Allocating Your Budget With 50-30-20 Rule: A Simple Guide To Smarter Spending

Prioritising expenditure is one of the most complex tasks in a tight budget. Allocating the budget according to the prioritised order is necessary. For excellent financial planning, we need a specific strategy. So, the 50/30/20 rule is one of the most followed strategies for this money management task.

The 50-30-20 rule is mentioned in U.S. Senator Elizabeth Warren’s popular book, “All Your Worth: The Ultimate Lifetime Money Plan.”

Let’s decode the 50/30/20 rule

The 50/30/20 rule gives the idea of expenditure of income after tax — how much we should allocate to our needs, wants, and savings for the future. According to this rule, we should spend 50 per cent on needs, 30 per cent on wants, and 20 per cent on savings.

This rule is for long-term financial goals, and consistency is essential for excellent returns in the future.

Needs: 50 per cent

Needs can be defined as all the daily-use items and living expenses in your life which you cannot ignore. Expenses like groceries, utilities, rent, and healthcare are non-negotiable and must be paid. There should be no compromise in spending according to your comfort — it’s an obligation and should be followed without sacrificing your quality of living.

In other words, your basic survival expenses should not exceed 50 per cent of your income.

Example: If your in-hand income is Rs 1 lakh, then Rs 50,000 can be spent on needs, while the rest is divided between savings (Rs 20,000) and wants (Rs 30,000).

Wants: 30 per cent

Differentiating between wants and needs is always very challenging — especially in the early stages of your career, during your 20s and 30s. But “wants” refer to spending on things that are not absolutely essential. You can live without them.

Spending on wants is for comfort, pleasure, and a smoother lifestyle.

Examples: Choosing premium or luxury brands instead of regular ones, dining out instead of cooking at home, using a private vehicle instead of public transport for comfort, or upgrading gadgets just to keep up with city life trends.

All of these cost extra and affect your tight budget. This type of spending should only be done when it fits within your budget and comes under 30 per cent of your income.

Savings: 20 per cent

Why save? It’s not only for distant, long-term goals. Savings are essential for unexpected emergencies, like job loss, health crises, pandemics, or any unforeseen event. In such cases, savings help you sustain yourself. So, saving is a mandatory element in this strategy.

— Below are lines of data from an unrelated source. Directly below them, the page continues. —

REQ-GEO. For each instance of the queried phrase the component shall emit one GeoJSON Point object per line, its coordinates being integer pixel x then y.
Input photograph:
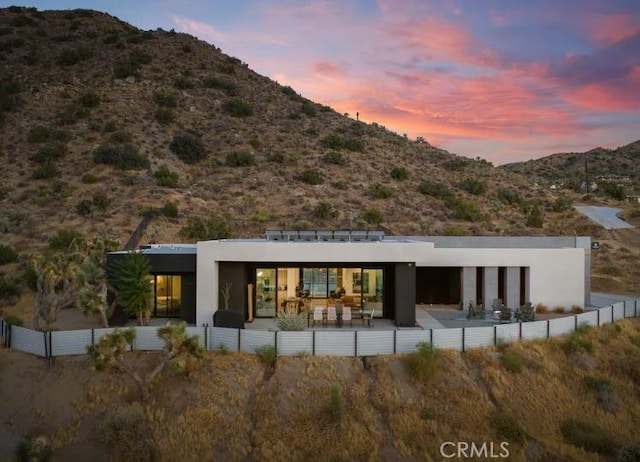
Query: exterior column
{"type": "Point", "coordinates": [468, 286]}
{"type": "Point", "coordinates": [490, 286]}
{"type": "Point", "coordinates": [512, 287]}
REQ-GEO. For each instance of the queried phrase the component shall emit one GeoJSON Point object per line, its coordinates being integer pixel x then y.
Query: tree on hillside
{"type": "Point", "coordinates": [56, 286]}
{"type": "Point", "coordinates": [110, 352]}
{"type": "Point", "coordinates": [131, 279]}
{"type": "Point", "coordinates": [92, 279]}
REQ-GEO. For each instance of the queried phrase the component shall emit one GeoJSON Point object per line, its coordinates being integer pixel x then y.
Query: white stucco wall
{"type": "Point", "coordinates": [556, 275]}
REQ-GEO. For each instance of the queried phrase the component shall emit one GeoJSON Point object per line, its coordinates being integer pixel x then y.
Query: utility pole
{"type": "Point", "coordinates": [586, 173]}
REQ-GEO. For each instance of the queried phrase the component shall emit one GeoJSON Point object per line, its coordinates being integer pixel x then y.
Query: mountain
{"type": "Point", "coordinates": [621, 164]}
{"type": "Point", "coordinates": [101, 123]}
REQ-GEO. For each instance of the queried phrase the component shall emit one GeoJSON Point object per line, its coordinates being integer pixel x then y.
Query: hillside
{"type": "Point", "coordinates": [101, 122]}
{"type": "Point", "coordinates": [567, 399]}
{"type": "Point", "coordinates": [621, 164]}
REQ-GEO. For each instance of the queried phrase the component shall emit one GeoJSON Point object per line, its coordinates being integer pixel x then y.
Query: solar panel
{"type": "Point", "coordinates": [324, 235]}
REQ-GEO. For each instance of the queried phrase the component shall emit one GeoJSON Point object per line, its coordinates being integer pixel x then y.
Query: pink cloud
{"type": "Point", "coordinates": [610, 29]}
{"type": "Point", "coordinates": [326, 68]}
{"type": "Point", "coordinates": [432, 38]}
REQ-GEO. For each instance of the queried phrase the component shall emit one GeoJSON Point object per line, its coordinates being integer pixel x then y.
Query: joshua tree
{"type": "Point", "coordinates": [92, 279]}
{"type": "Point", "coordinates": [111, 352]}
{"type": "Point", "coordinates": [131, 279]}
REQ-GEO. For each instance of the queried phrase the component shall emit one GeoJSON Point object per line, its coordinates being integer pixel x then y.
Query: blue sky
{"type": "Point", "coordinates": [506, 80]}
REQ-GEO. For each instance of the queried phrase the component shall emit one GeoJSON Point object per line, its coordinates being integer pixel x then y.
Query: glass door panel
{"type": "Point", "coordinates": [373, 290]}
{"type": "Point", "coordinates": [266, 299]}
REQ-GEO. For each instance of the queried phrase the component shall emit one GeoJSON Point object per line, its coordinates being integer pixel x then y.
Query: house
{"type": "Point", "coordinates": [368, 269]}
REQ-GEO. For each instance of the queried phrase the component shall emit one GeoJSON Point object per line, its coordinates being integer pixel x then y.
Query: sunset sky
{"type": "Point", "coordinates": [506, 80]}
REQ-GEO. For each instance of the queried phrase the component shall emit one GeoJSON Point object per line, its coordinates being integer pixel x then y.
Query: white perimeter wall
{"type": "Point", "coordinates": [556, 275]}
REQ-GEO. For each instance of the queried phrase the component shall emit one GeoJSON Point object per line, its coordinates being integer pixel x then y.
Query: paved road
{"type": "Point", "coordinates": [604, 216]}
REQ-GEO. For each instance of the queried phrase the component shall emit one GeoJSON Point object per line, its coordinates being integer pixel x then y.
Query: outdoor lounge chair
{"type": "Point", "coordinates": [318, 315]}
{"type": "Point", "coordinates": [368, 317]}
{"type": "Point", "coordinates": [346, 315]}
{"type": "Point", "coordinates": [332, 315]}
{"type": "Point", "coordinates": [526, 313]}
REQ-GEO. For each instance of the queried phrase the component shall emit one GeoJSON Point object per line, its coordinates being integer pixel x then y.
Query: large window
{"type": "Point", "coordinates": [167, 295]}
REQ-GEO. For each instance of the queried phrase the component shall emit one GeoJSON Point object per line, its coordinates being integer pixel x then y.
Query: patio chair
{"type": "Point", "coordinates": [346, 315]}
{"type": "Point", "coordinates": [331, 315]}
{"type": "Point", "coordinates": [318, 315]}
{"type": "Point", "coordinates": [368, 317]}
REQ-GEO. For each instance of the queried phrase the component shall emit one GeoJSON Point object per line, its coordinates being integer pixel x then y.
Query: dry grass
{"type": "Point", "coordinates": [228, 408]}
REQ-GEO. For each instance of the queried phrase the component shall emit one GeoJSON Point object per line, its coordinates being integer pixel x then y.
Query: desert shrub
{"type": "Point", "coordinates": [276, 157]}
{"type": "Point", "coordinates": [237, 107]}
{"type": "Point", "coordinates": [464, 209]}
{"type": "Point", "coordinates": [455, 231]}
{"type": "Point", "coordinates": [373, 216]}
{"type": "Point", "coordinates": [561, 204]}
{"type": "Point", "coordinates": [311, 176]}
{"type": "Point", "coordinates": [69, 57]}
{"type": "Point", "coordinates": [541, 308]}
{"type": "Point", "coordinates": [435, 189]}
{"type": "Point", "coordinates": [473, 186]}
{"type": "Point", "coordinates": [71, 114]}
{"type": "Point", "coordinates": [596, 383]}
{"type": "Point", "coordinates": [120, 137]}
{"type": "Point", "coordinates": [62, 239]}
{"type": "Point", "coordinates": [183, 83]}
{"type": "Point", "coordinates": [240, 159]}
{"type": "Point", "coordinates": [456, 165]}
{"type": "Point", "coordinates": [125, 431]}
{"type": "Point", "coordinates": [110, 126]}
{"type": "Point", "coordinates": [165, 98]}
{"type": "Point", "coordinates": [287, 90]}
{"type": "Point", "coordinates": [165, 116]}
{"type": "Point", "coordinates": [399, 173]}
{"type": "Point", "coordinates": [34, 449]}
{"type": "Point", "coordinates": [380, 191]}
{"type": "Point", "coordinates": [325, 210]}
{"type": "Point", "coordinates": [424, 362]}
{"type": "Point", "coordinates": [534, 215]}
{"type": "Point", "coordinates": [338, 142]}
{"type": "Point", "coordinates": [613, 190]}
{"type": "Point", "coordinates": [46, 171]}
{"type": "Point", "coordinates": [336, 408]}
{"type": "Point", "coordinates": [508, 196]}
{"type": "Point", "coordinates": [84, 208]}
{"type": "Point", "coordinates": [89, 178]}
{"type": "Point", "coordinates": [576, 343]}
{"type": "Point", "coordinates": [89, 99]}
{"type": "Point", "coordinates": [512, 361]}
{"type": "Point", "coordinates": [38, 134]}
{"type": "Point", "coordinates": [188, 147]}
{"type": "Point", "coordinates": [426, 414]}
{"type": "Point", "coordinates": [628, 453]}
{"type": "Point", "coordinates": [221, 84]}
{"type": "Point", "coordinates": [507, 427]}
{"type": "Point", "coordinates": [7, 255]}
{"type": "Point", "coordinates": [123, 156]}
{"type": "Point", "coordinates": [166, 178]}
{"type": "Point", "coordinates": [101, 201]}
{"type": "Point", "coordinates": [334, 157]}
{"type": "Point", "coordinates": [267, 355]}
{"type": "Point", "coordinates": [201, 229]}
{"type": "Point", "coordinates": [587, 436]}
{"type": "Point", "coordinates": [169, 210]}
{"type": "Point", "coordinates": [309, 109]}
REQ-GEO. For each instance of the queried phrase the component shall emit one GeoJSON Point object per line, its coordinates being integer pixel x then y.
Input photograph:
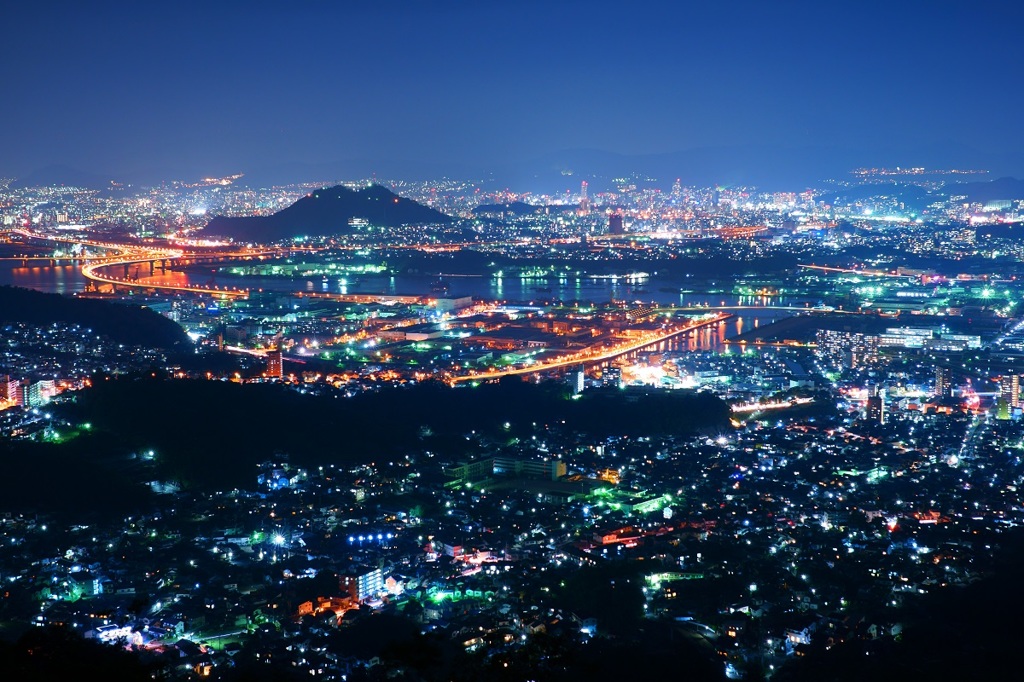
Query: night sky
{"type": "Point", "coordinates": [207, 88]}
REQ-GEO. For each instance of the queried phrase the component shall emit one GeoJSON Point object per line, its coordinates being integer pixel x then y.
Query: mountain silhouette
{"type": "Point", "coordinates": [327, 212]}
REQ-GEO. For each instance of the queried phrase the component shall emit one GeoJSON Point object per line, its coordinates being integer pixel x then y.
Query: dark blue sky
{"type": "Point", "coordinates": [218, 87]}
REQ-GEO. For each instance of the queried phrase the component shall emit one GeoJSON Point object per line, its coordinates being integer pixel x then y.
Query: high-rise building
{"type": "Point", "coordinates": [943, 387]}
{"type": "Point", "coordinates": [578, 379]}
{"type": "Point", "coordinates": [584, 199]}
{"type": "Point", "coordinates": [363, 583]}
{"type": "Point", "coordinates": [1010, 389]}
{"type": "Point", "coordinates": [274, 364]}
{"type": "Point", "coordinates": [877, 407]}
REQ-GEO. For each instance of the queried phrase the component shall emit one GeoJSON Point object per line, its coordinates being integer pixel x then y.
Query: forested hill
{"type": "Point", "coordinates": [127, 324]}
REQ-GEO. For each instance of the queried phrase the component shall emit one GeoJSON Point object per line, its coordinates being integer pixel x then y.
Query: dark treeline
{"type": "Point", "coordinates": [131, 325]}
{"type": "Point", "coordinates": [211, 434]}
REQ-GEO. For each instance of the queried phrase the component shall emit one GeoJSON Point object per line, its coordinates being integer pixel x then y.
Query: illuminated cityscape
{"type": "Point", "coordinates": [665, 348]}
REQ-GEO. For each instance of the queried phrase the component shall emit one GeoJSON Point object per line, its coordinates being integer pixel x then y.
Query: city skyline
{"type": "Point", "coordinates": [791, 90]}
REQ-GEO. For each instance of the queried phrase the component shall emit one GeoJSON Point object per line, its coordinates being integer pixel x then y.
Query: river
{"type": "Point", "coordinates": [759, 311]}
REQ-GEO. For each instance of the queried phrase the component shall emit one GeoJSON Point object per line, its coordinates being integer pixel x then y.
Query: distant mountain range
{"type": "Point", "coordinates": [327, 212]}
{"type": "Point", "coordinates": [768, 167]}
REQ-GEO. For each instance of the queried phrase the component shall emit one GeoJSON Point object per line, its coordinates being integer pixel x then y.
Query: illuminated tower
{"type": "Point", "coordinates": [877, 407]}
{"type": "Point", "coordinates": [274, 364]}
{"type": "Point", "coordinates": [677, 189]}
{"type": "Point", "coordinates": [942, 385]}
{"type": "Point", "coordinates": [584, 199]}
{"type": "Point", "coordinates": [1010, 389]}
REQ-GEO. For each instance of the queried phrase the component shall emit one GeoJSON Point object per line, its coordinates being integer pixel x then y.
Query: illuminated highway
{"type": "Point", "coordinates": [132, 254]}
{"type": "Point", "coordinates": [589, 356]}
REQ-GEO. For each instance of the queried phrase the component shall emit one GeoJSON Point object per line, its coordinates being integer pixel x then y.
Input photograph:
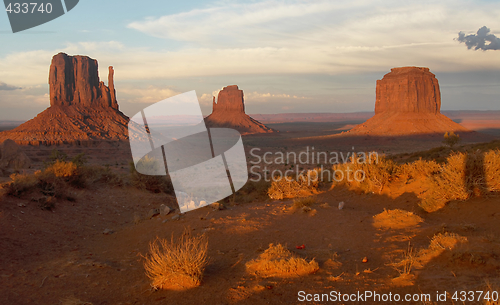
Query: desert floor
{"type": "Point", "coordinates": [48, 256]}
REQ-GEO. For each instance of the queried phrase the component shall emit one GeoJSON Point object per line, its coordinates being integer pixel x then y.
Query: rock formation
{"type": "Point", "coordinates": [408, 90]}
{"type": "Point", "coordinates": [229, 111]}
{"type": "Point", "coordinates": [74, 80]}
{"type": "Point", "coordinates": [11, 157]}
{"type": "Point", "coordinates": [408, 102]}
{"type": "Point", "coordinates": [81, 108]}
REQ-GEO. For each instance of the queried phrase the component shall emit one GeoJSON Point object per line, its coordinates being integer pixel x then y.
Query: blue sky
{"type": "Point", "coordinates": [287, 56]}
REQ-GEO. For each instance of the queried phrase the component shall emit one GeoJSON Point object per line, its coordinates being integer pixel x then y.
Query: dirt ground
{"type": "Point", "coordinates": [93, 248]}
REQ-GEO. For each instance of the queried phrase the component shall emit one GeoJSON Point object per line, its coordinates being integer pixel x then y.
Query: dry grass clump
{"type": "Point", "coordinates": [21, 183]}
{"type": "Point", "coordinates": [491, 166]}
{"type": "Point", "coordinates": [287, 187]}
{"type": "Point", "coordinates": [250, 192]}
{"type": "Point", "coordinates": [155, 184]}
{"type": "Point", "coordinates": [491, 295]}
{"type": "Point", "coordinates": [59, 176]}
{"type": "Point", "coordinates": [301, 203]}
{"type": "Point", "coordinates": [446, 241]}
{"type": "Point", "coordinates": [418, 169]}
{"type": "Point", "coordinates": [277, 261]}
{"type": "Point", "coordinates": [177, 264]}
{"type": "Point", "coordinates": [370, 173]}
{"type": "Point", "coordinates": [405, 265]}
{"type": "Point", "coordinates": [396, 219]}
{"type": "Point", "coordinates": [463, 175]}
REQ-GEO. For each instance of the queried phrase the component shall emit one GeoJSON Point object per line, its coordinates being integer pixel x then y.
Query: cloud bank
{"type": "Point", "coordinates": [4, 86]}
{"type": "Point", "coordinates": [478, 41]}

After retirement, financial planning is required for a better life. The saved amount can be invested or contributed to retirement accounts such as the Provident Fund. In the current scenario, mutual funds have become a highly preferred platform, with people considering them a good option for future planning with solid returns.

In India, many people still lack financial literacy and don’t follow any kind of budgeting strategy. So, this rule can give you a brief idea of how to prioritise the expenditure of your net income.